Basically everybody needs to do a professional financial planning, but you definitely need to do so if, - you want to better manage your finances, but aren't sure where to start, - you don't have time to do your own financial planning, - you want a professional opinion about the plan you've developed, - you don't have sufficient expertise in certain areas such as investments, insurance, taxes or retirement planning. Financial planning is a very important tool that gives you a strategy for savings, allotment of monetary resources and investments, along with future benefits. Equity and insurance plays a major part in strategies pertaining to financial plans. Fortunefps guides you through this very critical part of your life. When there is proper long term planning for investments, rest assured that you have a secured future. Investing in equity is nothing but investment made in assets.
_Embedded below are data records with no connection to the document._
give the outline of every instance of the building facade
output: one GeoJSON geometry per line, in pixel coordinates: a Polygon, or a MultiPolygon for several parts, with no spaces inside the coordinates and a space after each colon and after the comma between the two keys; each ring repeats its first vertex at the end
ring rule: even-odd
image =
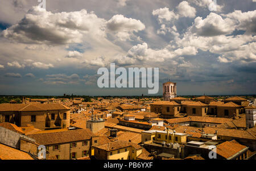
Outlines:
{"type": "Polygon", "coordinates": [[[164,101],[169,101],[170,99],[176,97],[177,86],[176,82],[167,82],[163,84],[163,97],[164,101]]]}
{"type": "Polygon", "coordinates": [[[1,104],[0,122],[19,127],[30,124],[46,130],[67,128],[70,125],[70,109],[61,104],[1,104]]]}

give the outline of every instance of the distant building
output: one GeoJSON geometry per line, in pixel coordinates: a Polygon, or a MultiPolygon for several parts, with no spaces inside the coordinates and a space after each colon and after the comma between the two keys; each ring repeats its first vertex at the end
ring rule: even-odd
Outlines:
{"type": "Polygon", "coordinates": [[[196,98],[196,101],[199,101],[205,104],[209,104],[214,101],[213,98],[205,95],[196,98]]]}
{"type": "Polygon", "coordinates": [[[105,128],[105,120],[103,119],[96,119],[96,115],[93,115],[94,109],[92,111],[92,116],[90,120],[86,121],[86,128],[89,129],[92,132],[96,133],[105,128]]]}
{"type": "Polygon", "coordinates": [[[164,101],[169,101],[170,99],[176,97],[176,83],[167,82],[163,84],[163,97],[164,101]]]}
{"type": "Polygon", "coordinates": [[[97,145],[98,136],[88,129],[57,130],[29,135],[36,142],[46,147],[46,159],[76,159],[90,155],[90,147],[97,145]]]}

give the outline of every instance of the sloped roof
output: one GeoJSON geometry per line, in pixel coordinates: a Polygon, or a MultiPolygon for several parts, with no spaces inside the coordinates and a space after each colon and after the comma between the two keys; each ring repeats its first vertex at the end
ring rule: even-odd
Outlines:
{"type": "Polygon", "coordinates": [[[205,116],[189,116],[184,118],[173,118],[165,120],[169,123],[177,123],[186,122],[208,122],[208,123],[224,123],[228,122],[232,120],[231,118],[213,118],[213,117],[205,117],[205,116]]]}
{"type": "Polygon", "coordinates": [[[226,98],[224,99],[224,101],[247,101],[246,99],[238,97],[238,96],[234,96],[232,97],[228,98],[226,98]]]}
{"type": "Polygon", "coordinates": [[[180,105],[179,103],[177,103],[176,102],[175,102],[175,101],[171,101],[171,102],[168,102],[168,103],[163,104],[163,105],[180,105]]]}
{"type": "Polygon", "coordinates": [[[131,141],[131,143],[138,144],[141,143],[141,134],[132,132],[119,131],[117,137],[115,139],[120,141],[131,141]]]}
{"type": "Polygon", "coordinates": [[[210,97],[207,95],[202,95],[199,97],[196,97],[196,99],[197,100],[201,100],[201,99],[213,99],[214,98],[210,97]]]}
{"type": "Polygon", "coordinates": [[[187,98],[184,98],[182,97],[177,97],[171,99],[171,100],[188,100],[187,98]]]}
{"type": "Polygon", "coordinates": [[[163,84],[176,84],[176,82],[171,82],[171,81],[168,81],[168,82],[164,82],[163,84]]]}
{"type": "Polygon", "coordinates": [[[24,134],[22,128],[18,127],[15,124],[9,122],[0,123],[0,127],[7,128],[19,134],[24,134]]]}
{"type": "Polygon", "coordinates": [[[27,153],[0,144],[0,160],[34,160],[27,153]]]}
{"type": "Polygon", "coordinates": [[[137,157],[137,159],[141,160],[153,160],[154,157],[151,155],[150,152],[143,148],[142,149],[142,152],[137,157]]]}
{"type": "Polygon", "coordinates": [[[256,106],[251,105],[251,106],[250,106],[245,107],[245,109],[256,109],[256,106]]]}
{"type": "Polygon", "coordinates": [[[220,102],[220,101],[214,102],[214,101],[213,101],[213,102],[210,102],[210,103],[209,103],[208,106],[220,106],[220,105],[222,105],[223,104],[224,104],[224,102],[220,102]]]}
{"type": "Polygon", "coordinates": [[[184,101],[184,102],[183,102],[182,103],[181,103],[181,105],[190,105],[190,104],[192,104],[192,103],[195,103],[195,102],[194,102],[194,101],[184,101]]]}
{"type": "Polygon", "coordinates": [[[89,129],[80,129],[67,131],[36,134],[28,136],[35,139],[36,143],[40,144],[49,145],[88,140],[92,136],[96,136],[96,135],[89,129]]]}
{"type": "Polygon", "coordinates": [[[221,105],[218,106],[218,107],[241,107],[240,105],[238,105],[232,102],[230,102],[226,103],[224,103],[223,105],[221,105]]]}
{"type": "Polygon", "coordinates": [[[204,128],[204,131],[205,134],[214,134],[217,131],[217,135],[234,137],[241,139],[247,139],[251,140],[256,140],[256,136],[252,134],[247,130],[240,130],[236,129],[221,128],[216,127],[206,127],[204,128]]]}
{"type": "Polygon", "coordinates": [[[225,159],[228,159],[246,148],[246,146],[239,144],[236,140],[232,140],[217,145],[216,152],[225,159]]]}
{"type": "Polygon", "coordinates": [[[55,110],[69,110],[69,108],[60,103],[0,104],[0,111],[33,111],[55,110]]]}
{"type": "Polygon", "coordinates": [[[142,148],[139,145],[126,141],[112,141],[103,145],[96,145],[95,147],[106,151],[112,151],[130,146],[132,146],[137,149],[141,149],[142,148]]]}
{"type": "Polygon", "coordinates": [[[187,105],[188,106],[207,106],[207,104],[204,104],[201,102],[196,102],[193,103],[190,103],[187,105]]]}

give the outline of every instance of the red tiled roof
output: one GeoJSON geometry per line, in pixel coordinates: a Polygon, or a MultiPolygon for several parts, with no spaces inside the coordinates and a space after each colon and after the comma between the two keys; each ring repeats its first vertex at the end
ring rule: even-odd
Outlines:
{"type": "Polygon", "coordinates": [[[224,101],[247,101],[247,99],[240,97],[234,96],[226,98],[224,101]]]}
{"type": "Polygon", "coordinates": [[[34,160],[27,153],[0,144],[0,160],[34,160]]]}
{"type": "Polygon", "coordinates": [[[228,159],[246,148],[246,146],[239,144],[236,140],[232,140],[217,145],[216,152],[225,159],[228,159]]]}
{"type": "Polygon", "coordinates": [[[218,107],[241,107],[241,106],[240,106],[240,105],[237,105],[237,104],[234,103],[232,102],[228,102],[228,103],[225,103],[225,104],[223,104],[223,105],[219,105],[219,106],[218,106],[218,107]]]}

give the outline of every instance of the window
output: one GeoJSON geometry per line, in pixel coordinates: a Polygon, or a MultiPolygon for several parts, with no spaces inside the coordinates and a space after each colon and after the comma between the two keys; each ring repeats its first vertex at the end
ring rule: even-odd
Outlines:
{"type": "Polygon", "coordinates": [[[229,115],[229,110],[228,109],[225,109],[224,110],[224,115],[225,116],[228,116],[229,115]]]}
{"type": "Polygon", "coordinates": [[[75,153],[75,152],[72,153],[71,159],[74,159],[76,158],[76,153],[75,153]]]}
{"type": "Polygon", "coordinates": [[[212,114],[214,114],[214,109],[213,108],[212,108],[211,110],[212,110],[212,112],[211,112],[212,114]]]}
{"type": "Polygon", "coordinates": [[[72,147],[76,147],[76,143],[72,143],[72,147]]]}
{"type": "Polygon", "coordinates": [[[85,150],[82,151],[82,157],[87,156],[87,151],[85,150]]]}
{"type": "Polygon", "coordinates": [[[5,122],[9,122],[10,121],[10,116],[5,115],[5,122]]]}
{"type": "Polygon", "coordinates": [[[54,114],[51,114],[51,120],[55,120],[55,115],[54,114]]]}
{"type": "Polygon", "coordinates": [[[36,115],[31,115],[31,122],[36,122],[36,115]]]}
{"type": "Polygon", "coordinates": [[[53,146],[53,150],[58,150],[60,149],[60,145],[56,145],[53,146]]]}

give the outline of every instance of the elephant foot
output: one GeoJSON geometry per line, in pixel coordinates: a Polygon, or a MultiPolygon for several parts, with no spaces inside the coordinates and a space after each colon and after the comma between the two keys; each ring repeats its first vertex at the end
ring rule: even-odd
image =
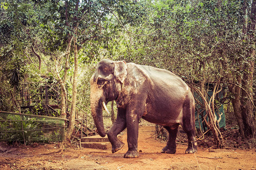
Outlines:
{"type": "Polygon", "coordinates": [[[125,143],[120,141],[118,141],[118,142],[117,144],[112,145],[112,154],[119,151],[124,145],[125,143]]]}
{"type": "Polygon", "coordinates": [[[166,146],[162,150],[161,152],[174,154],[176,153],[176,148],[168,148],[168,147],[166,146]]]}
{"type": "Polygon", "coordinates": [[[193,154],[197,152],[197,147],[188,147],[186,150],[185,153],[185,154],[193,154]]]}
{"type": "Polygon", "coordinates": [[[185,153],[193,154],[196,152],[197,152],[197,143],[196,141],[189,143],[188,148],[186,150],[185,153]]]}
{"type": "Polygon", "coordinates": [[[125,154],[125,158],[139,158],[139,153],[137,151],[129,151],[125,154]]]}

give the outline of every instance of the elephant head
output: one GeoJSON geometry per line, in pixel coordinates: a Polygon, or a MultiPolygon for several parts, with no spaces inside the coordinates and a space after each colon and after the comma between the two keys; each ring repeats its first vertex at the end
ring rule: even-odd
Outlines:
{"type": "Polygon", "coordinates": [[[104,60],[98,63],[96,72],[90,79],[92,115],[97,132],[102,137],[106,135],[102,107],[107,111],[106,103],[118,97],[122,84],[126,78],[126,69],[125,61],[104,60]]]}

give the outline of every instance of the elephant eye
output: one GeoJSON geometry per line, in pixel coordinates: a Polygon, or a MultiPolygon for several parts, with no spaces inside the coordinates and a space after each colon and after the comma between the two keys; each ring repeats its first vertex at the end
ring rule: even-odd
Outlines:
{"type": "Polygon", "coordinates": [[[97,82],[97,84],[99,86],[103,86],[105,83],[106,80],[103,79],[98,79],[98,81],[97,82]]]}

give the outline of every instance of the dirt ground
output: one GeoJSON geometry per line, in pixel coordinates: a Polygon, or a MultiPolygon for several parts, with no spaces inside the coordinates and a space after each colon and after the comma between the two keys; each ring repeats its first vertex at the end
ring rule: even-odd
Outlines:
{"type": "Polygon", "coordinates": [[[155,139],[155,126],[140,126],[140,156],[125,159],[125,146],[115,154],[110,150],[66,148],[58,143],[14,147],[0,143],[0,169],[256,169],[256,148],[209,149],[185,154],[187,144],[177,144],[175,154],[162,154],[164,142],[155,139]]]}

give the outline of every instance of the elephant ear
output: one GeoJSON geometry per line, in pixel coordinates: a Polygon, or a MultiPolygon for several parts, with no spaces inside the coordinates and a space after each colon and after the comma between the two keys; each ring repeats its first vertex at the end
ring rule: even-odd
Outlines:
{"type": "Polygon", "coordinates": [[[117,61],[115,63],[114,74],[122,83],[123,83],[123,81],[126,78],[126,69],[127,66],[125,61],[117,61]]]}

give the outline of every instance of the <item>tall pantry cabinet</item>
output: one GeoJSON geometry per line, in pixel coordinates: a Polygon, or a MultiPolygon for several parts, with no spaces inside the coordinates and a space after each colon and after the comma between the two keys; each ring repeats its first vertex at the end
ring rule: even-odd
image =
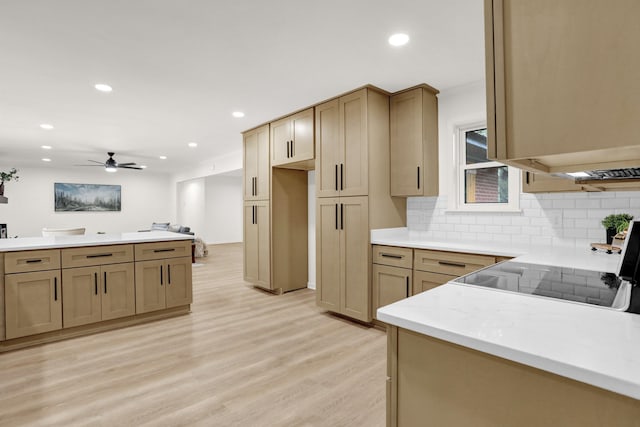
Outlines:
{"type": "Polygon", "coordinates": [[[370,322],[370,230],[405,225],[389,188],[389,95],[365,87],[315,113],[316,301],[370,322]]]}

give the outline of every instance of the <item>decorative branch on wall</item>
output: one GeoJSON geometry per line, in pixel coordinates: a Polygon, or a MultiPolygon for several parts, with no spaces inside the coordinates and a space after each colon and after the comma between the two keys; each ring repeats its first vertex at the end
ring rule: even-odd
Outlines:
{"type": "Polygon", "coordinates": [[[56,212],[120,211],[120,186],[101,184],[53,184],[56,212]]]}

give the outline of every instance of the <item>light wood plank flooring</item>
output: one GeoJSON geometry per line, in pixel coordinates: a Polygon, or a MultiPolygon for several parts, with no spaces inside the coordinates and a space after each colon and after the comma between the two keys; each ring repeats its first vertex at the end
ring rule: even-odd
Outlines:
{"type": "Polygon", "coordinates": [[[198,262],[189,315],[0,354],[0,425],[384,425],[384,332],[248,286],[240,244],[198,262]]]}

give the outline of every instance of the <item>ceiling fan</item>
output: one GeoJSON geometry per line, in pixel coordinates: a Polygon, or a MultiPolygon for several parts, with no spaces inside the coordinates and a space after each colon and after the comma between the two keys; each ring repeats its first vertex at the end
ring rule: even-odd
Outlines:
{"type": "Polygon", "coordinates": [[[93,163],[97,163],[95,165],[77,165],[77,166],[104,166],[104,170],[106,170],[107,172],[116,172],[119,168],[123,168],[123,169],[137,169],[137,170],[142,170],[143,168],[141,168],[140,166],[137,166],[135,163],[118,163],[115,161],[115,159],[113,158],[113,155],[115,153],[107,153],[109,155],[109,158],[107,159],[106,162],[98,162],[97,160],[89,160],[90,162],[93,163]]]}

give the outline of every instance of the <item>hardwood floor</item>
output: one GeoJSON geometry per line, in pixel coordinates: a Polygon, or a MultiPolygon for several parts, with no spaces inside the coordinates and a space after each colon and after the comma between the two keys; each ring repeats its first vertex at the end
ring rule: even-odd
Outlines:
{"type": "Polygon", "coordinates": [[[241,244],[198,262],[189,315],[0,354],[0,425],[384,425],[384,332],[250,287],[241,244]]]}

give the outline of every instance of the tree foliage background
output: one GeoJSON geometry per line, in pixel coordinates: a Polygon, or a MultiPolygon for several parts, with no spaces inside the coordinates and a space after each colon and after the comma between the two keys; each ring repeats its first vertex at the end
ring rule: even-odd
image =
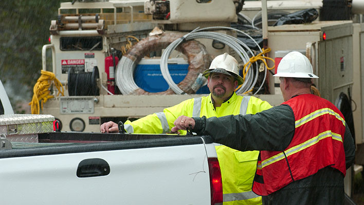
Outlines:
{"type": "Polygon", "coordinates": [[[49,44],[49,26],[61,2],[71,0],[2,0],[0,7],[0,78],[15,112],[29,102],[41,75],[42,47],[49,44]]]}

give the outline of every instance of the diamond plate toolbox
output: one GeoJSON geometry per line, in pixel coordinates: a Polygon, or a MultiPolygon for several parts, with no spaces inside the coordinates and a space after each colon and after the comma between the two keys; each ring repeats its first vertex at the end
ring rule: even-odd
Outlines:
{"type": "Polygon", "coordinates": [[[0,134],[10,141],[38,142],[38,133],[53,131],[54,120],[50,115],[0,115],[0,134]]]}

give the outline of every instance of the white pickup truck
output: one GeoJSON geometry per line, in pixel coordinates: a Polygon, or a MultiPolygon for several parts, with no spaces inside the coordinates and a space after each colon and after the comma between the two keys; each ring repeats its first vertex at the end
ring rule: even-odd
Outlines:
{"type": "Polygon", "coordinates": [[[0,87],[2,204],[222,204],[210,137],[53,131],[0,87]]]}

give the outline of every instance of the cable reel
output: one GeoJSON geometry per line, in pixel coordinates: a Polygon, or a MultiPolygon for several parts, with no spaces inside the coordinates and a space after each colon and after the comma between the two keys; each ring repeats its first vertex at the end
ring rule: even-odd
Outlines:
{"type": "Polygon", "coordinates": [[[99,78],[99,69],[94,67],[92,72],[75,72],[74,68],[68,69],[68,95],[92,96],[100,95],[100,89],[97,85],[99,78]]]}

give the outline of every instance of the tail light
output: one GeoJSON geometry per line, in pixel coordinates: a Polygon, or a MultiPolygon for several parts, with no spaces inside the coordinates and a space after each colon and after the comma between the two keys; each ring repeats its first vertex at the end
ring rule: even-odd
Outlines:
{"type": "Polygon", "coordinates": [[[220,165],[217,158],[209,158],[208,161],[210,172],[211,205],[222,205],[223,182],[221,181],[220,165]]]}

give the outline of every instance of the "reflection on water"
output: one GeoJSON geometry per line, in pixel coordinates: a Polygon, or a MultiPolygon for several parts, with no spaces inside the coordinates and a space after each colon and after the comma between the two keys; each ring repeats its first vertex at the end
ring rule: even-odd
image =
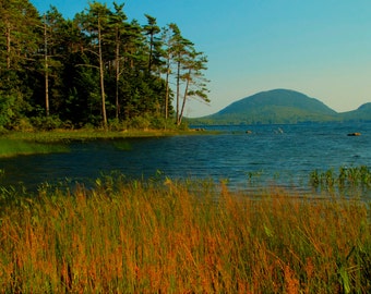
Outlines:
{"type": "MultiPolygon", "coordinates": [[[[210,127],[211,128],[211,127],[210,127]]],[[[218,126],[219,135],[70,143],[70,152],[0,159],[3,185],[87,182],[103,172],[130,177],[227,180],[247,188],[270,184],[308,188],[313,170],[371,166],[371,123],[218,126]],[[249,131],[249,132],[247,132],[249,131]],[[359,132],[361,136],[347,136],[359,132]]]]}

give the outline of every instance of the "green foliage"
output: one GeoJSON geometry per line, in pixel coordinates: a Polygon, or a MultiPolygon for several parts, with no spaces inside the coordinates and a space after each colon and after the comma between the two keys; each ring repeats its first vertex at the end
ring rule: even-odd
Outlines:
{"type": "MultiPolygon", "coordinates": [[[[92,2],[73,20],[38,15],[26,1],[0,7],[0,127],[163,127],[172,113],[170,44],[149,15],[128,22],[124,5],[92,2]],[[57,119],[59,118],[59,119],[57,119]],[[115,126],[112,124],[113,120],[115,126]]],[[[178,32],[180,34],[180,32],[178,32]]],[[[180,35],[179,35],[180,36],[180,35]]],[[[181,37],[181,36],[180,36],[181,37]]],[[[190,60],[189,60],[190,61],[190,60]]]]}
{"type": "Polygon", "coordinates": [[[371,170],[367,166],[340,167],[336,173],[333,169],[327,171],[314,170],[310,174],[310,185],[320,189],[371,188],[371,170]]]}

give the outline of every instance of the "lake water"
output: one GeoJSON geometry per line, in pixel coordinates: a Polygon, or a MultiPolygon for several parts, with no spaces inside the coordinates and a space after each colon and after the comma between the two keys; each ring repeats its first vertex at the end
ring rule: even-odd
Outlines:
{"type": "Polygon", "coordinates": [[[190,135],[70,143],[70,152],[1,158],[2,185],[43,182],[88,183],[101,173],[129,177],[228,180],[232,188],[251,182],[308,188],[313,170],[371,167],[371,123],[213,126],[218,135],[190,135]],[[251,131],[247,134],[246,131],[251,131]],[[359,132],[361,136],[347,136],[359,132]]]}

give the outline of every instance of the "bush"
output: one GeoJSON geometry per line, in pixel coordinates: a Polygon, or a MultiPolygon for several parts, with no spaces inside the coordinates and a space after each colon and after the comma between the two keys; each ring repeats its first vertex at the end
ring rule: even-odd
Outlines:
{"type": "Polygon", "coordinates": [[[31,119],[35,128],[40,131],[50,131],[59,128],[62,125],[62,121],[57,115],[50,117],[35,117],[31,119]]]}

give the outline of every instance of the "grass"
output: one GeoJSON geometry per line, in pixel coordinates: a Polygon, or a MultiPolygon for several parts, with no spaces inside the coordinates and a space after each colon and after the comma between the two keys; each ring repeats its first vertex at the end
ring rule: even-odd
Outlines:
{"type": "Polygon", "coordinates": [[[369,201],[120,175],[0,195],[3,293],[371,291],[369,201]]]}
{"type": "Polygon", "coordinates": [[[62,144],[46,144],[23,139],[0,138],[0,158],[17,155],[67,152],[68,146],[62,144]]]}
{"type": "MultiPolygon", "coordinates": [[[[0,158],[17,155],[67,152],[69,148],[65,143],[71,140],[92,140],[92,139],[115,139],[128,137],[160,137],[173,135],[198,135],[212,134],[213,132],[190,131],[124,131],[108,132],[104,130],[55,130],[48,132],[9,132],[0,135],[0,158]]],[[[119,146],[130,148],[130,146],[119,146]]]]}

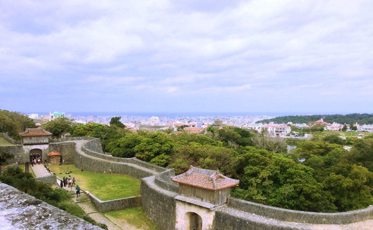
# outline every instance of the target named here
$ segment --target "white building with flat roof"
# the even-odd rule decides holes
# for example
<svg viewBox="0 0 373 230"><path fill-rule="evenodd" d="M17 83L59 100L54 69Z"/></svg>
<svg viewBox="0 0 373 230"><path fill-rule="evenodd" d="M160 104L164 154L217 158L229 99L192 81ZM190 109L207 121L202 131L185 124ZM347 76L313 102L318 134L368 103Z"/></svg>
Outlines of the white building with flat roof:
<svg viewBox="0 0 373 230"><path fill-rule="evenodd" d="M159 120L159 118L153 116L151 117L149 121L146 122L146 124L148 125L156 126L159 125L160 123L160 121Z"/></svg>
<svg viewBox="0 0 373 230"><path fill-rule="evenodd" d="M54 112L53 113L49 113L49 119L51 120L53 120L59 117L65 117L65 113L59 112Z"/></svg>

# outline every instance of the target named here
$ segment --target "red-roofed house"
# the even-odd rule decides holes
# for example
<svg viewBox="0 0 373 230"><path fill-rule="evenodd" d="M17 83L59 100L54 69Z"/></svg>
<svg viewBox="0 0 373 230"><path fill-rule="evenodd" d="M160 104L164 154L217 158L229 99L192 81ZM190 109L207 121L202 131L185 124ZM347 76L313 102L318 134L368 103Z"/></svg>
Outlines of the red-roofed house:
<svg viewBox="0 0 373 230"><path fill-rule="evenodd" d="M324 121L324 119L322 118L321 118L319 121L316 121L315 122L315 123L318 123L319 124L321 124L322 125L327 125L328 124L329 124L327 122L325 122L325 121Z"/></svg>
<svg viewBox="0 0 373 230"><path fill-rule="evenodd" d="M43 128L26 128L24 132L20 132L24 145L48 144L49 137L52 134Z"/></svg>

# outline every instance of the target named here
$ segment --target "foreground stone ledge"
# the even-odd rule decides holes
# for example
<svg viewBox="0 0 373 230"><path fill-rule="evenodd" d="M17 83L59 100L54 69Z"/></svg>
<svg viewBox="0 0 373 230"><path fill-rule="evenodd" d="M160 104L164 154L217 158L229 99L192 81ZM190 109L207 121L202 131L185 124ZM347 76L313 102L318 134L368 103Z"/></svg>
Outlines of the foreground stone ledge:
<svg viewBox="0 0 373 230"><path fill-rule="evenodd" d="M0 183L0 229L102 230L3 183Z"/></svg>

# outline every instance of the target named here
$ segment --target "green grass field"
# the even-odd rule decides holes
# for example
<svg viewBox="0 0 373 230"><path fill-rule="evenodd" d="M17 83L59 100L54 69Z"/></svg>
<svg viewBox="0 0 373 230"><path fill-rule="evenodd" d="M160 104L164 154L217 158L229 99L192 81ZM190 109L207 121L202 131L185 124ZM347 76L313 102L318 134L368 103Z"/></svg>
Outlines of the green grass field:
<svg viewBox="0 0 373 230"><path fill-rule="evenodd" d="M359 133L362 133L364 134L364 137L373 135L373 133L370 132L343 132L342 131L332 131L331 130L324 130L322 132L317 131L311 134L314 135L319 135L320 136L326 136L331 134L336 134L338 136L341 137L357 137Z"/></svg>
<svg viewBox="0 0 373 230"><path fill-rule="evenodd" d="M105 215L109 215L116 219L125 220L127 222L139 229L143 230L161 230L157 225L148 217L142 208L127 208L123 210L104 213Z"/></svg>
<svg viewBox="0 0 373 230"><path fill-rule="evenodd" d="M0 146L10 146L15 145L16 145L9 143L4 138L0 137Z"/></svg>
<svg viewBox="0 0 373 230"><path fill-rule="evenodd" d="M75 183L102 201L140 195L140 181L130 176L81 172L73 164L50 165L49 167L62 179L64 176L68 176L65 174L68 171L68 166L69 171L72 172L69 175L72 178L75 178ZM62 174L59 174L60 170Z"/></svg>

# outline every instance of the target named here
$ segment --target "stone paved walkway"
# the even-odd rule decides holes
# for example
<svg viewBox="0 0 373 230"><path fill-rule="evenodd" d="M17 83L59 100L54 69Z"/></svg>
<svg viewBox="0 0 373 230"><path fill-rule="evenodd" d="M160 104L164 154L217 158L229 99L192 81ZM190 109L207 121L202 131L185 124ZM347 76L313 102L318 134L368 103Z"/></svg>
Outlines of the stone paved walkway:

Insurance is the protection as well as investment which help in managing and reducing risks. When you buy insurance, you transfer the cost of a potential loss to the insurance company in exchange for a fee, known as the premium. Insurance companies invest funds securely, so it can grow, and pay out when there’s a claim. Insurance protects your savings by ensuring that you do not pay for unforeseen emergencies out of your own savings. There are four primary insurances that need to be looked at for basic needs to be met. Health insurance is an easy one of the most critical types of insurance to have. Your being in good health is what allows you to work, earn money and otherwise enjoy life. A Life Insurance policy is very important, especially if you are married and/or have children. It will be a safety for your family. Property Insurance is one type of policy that should be mandatory especially when you have a mortgage. For many people, their home is the greatest asset so it is vital to adequately protect it with minimal expenditure. Another type of policy that is often mandatory is auto insurance. It is required by law that you have basic auto insurance that covers any liability occurring due to accidents. Instead of spending your savings you ensure that the insurance company pays for the damages.
Investment in mutual funds diversifies your risks and you can further divide your investment into equity funds and debt funds. Equity funds will invest in shares of companies, this comes with higher risks and higher return on your investment; debt funds invest in fixed return investment, which are safer but the rate of return on your investment will be on the lesser side. The ELSS is the only tax plan which comes with lesser lock in period of 3 years which is the scheme of mutual fund will help in tax planning under 80c up to 1.5 lacs and that can be done through SIP (systematic investment plan). Insurance can be one of the best investment decisions you will ever make.